One of the most inspiring winter activities for families in Westchester is a trip to a local museum. When the temperatures plummet and there’s no snow for sledding, bundle up and head to one of Westchester’s incredible kid-friendly museums. Many of the Westchester museums that closed during the pandemic have since re-opened their doors. And here’s a tip: Some of the best Westchester museums are free for kids. Indulge your cultural curiosity and spend some time enlightening the kids at these free Westchester museums.
Free Art Museums for Kids
The Hudson Valley MOCA in Peekskill has 12,000-square-feet of exhibit space for multiple exhibits that often include emerging local talent. Their artist-in-residence program gives artists the opportunity to create long-term installations, and the museum hosts many educational programs like lectures and special events. The museum is open Thursdays and Saturdays, 11 am – 5 pm, and is free for kids 8 and younger.
The Neuberger Museum of Art, housed in a Philip Johnson-designed building at Purchase College, showcases the work of modern, contemporary and African artists including Willem de Kooning, Richard Diebenkorn, Helen Frankenthaler, Marsden Hartley, Hans Hofmann, Edward Hopper, Georgia O’Keeffe, Jackson Pollock, Mark Rothko and David Smith. It’s open Wednesday – Sunday, 12-5 pm, and is currently free for both adults and children. If you can’t make it to Purchase, the museum also offers free online art educational videos for kids.
The Pelham Art Center, which offers art classes for kids and adults, exhibits the work of local, national and international artists in painting, drawing, photography, sculpture, film, installation and folk arts. Aspiring young artists should see the remarkable current exhibit, “Shadows,” which explores the idea of visibility with works that incorporate the physical and psychological dimensions of shadows. The gallery, open Monday – Friday, 10 am – 5 pm; Saturday 10 am – 4 pm, is free to both adults and kids.
The Katonah Art Museum presents visual works across a spectrum of artistic disciplines, cultures, and historical periods with three to four major exhibitions per year. They also host a family learning center where children can participate in hands-on projects. Currently, the museum is exhibiting nearly 350 works by local high school seniors in their 39th annual “Young Artists 2022” exhibit — which the student artists also helped publicize, curate, and install. This exhibit is free until Feb. 27 and the Katonah Art Museum is always free to kids under 12.
Free Cultural Museums for Kids
The Bruce Museum, just a short hop over the Connecticut border in Greenwich, highlights art, science, and natural history, and offers a variety of educational programs for all ages. The current (and permanent) exhibit is about natural cycles, like tectonic plates, ocean tides and the daily patterns of animals. Seven galleries focus on this region’s geology, paleontology, Ice Age, marine ecosystems, terrestrial ecosystems, and our own backyards. At the Natural Science Lab, halfway through the exhibit, kids can engage in hands-on activities. The museum (open Tuesday – Sunday, 10 am – 5 pm) is currently “pay as your wish” while under construction, and always free to visitors on Tuesdays.

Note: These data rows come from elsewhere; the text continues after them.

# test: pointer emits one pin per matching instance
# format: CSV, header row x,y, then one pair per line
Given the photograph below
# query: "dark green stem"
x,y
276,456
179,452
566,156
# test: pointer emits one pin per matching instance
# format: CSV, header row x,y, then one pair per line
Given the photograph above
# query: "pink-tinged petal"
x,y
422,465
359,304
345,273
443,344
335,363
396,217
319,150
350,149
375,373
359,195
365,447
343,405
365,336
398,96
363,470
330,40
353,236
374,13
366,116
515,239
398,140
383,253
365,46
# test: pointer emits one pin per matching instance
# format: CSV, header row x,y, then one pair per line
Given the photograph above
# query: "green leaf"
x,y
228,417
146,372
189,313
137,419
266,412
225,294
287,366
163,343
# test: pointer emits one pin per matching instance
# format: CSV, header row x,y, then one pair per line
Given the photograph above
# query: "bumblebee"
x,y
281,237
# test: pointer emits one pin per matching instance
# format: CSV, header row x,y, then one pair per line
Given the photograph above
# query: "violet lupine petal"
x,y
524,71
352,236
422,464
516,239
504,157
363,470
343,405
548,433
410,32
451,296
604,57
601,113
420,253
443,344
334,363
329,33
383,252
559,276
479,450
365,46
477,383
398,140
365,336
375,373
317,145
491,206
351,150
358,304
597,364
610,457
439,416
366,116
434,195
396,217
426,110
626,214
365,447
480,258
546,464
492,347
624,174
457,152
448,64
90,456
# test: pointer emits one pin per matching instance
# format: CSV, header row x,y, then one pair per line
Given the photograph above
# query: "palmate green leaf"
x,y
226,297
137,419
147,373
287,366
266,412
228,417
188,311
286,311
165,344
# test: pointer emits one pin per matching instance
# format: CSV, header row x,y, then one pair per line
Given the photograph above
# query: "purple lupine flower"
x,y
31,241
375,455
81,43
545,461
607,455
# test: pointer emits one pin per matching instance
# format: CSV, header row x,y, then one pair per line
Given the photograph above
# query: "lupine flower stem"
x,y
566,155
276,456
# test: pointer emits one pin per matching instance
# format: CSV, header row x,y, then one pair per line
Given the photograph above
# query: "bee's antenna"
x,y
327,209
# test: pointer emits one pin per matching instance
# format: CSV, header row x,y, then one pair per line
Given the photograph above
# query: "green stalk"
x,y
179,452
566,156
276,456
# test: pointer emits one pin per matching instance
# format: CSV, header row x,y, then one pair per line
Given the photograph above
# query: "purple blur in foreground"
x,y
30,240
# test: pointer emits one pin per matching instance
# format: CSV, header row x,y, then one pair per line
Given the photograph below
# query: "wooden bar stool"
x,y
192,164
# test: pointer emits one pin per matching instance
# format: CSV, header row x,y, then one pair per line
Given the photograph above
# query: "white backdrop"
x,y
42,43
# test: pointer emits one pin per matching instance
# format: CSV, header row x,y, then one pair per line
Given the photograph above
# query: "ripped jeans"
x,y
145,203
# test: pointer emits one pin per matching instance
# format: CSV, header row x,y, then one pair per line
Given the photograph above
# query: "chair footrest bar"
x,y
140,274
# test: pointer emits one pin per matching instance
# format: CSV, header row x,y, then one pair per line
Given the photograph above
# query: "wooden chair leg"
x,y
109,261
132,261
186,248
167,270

The Hudson River Museum in Yonkers is home to an incredible collection of American art — from nineteenth-century Hudson River School paintings to contemporary art installations — as well as Glenview, a 19th century Hudson River home; the Hudson Riverama, a 2,500-square-foot environmental teaching gallery; and a planetarium. The current exhibit, “The World of Frida” (Feb. 4- May 22), celebrates the culture, style and persona of Mexican painter Frida Kahlo with works by more than 75 national and international artists. Some of the works feature Frida Kahlo as subject and some are inspired by her life and art, her garden, Mexican culture and fashion, vibrant colors and surrealism. Open Thursday – Sunday, 12–5 pm. Children under 3 are free (and kids under 18 are $4).
It’s not always easy to drag your kids to a museum, but these free opportunities to expose your kids to art, culture and history are invaluable — and don’t come along all that often.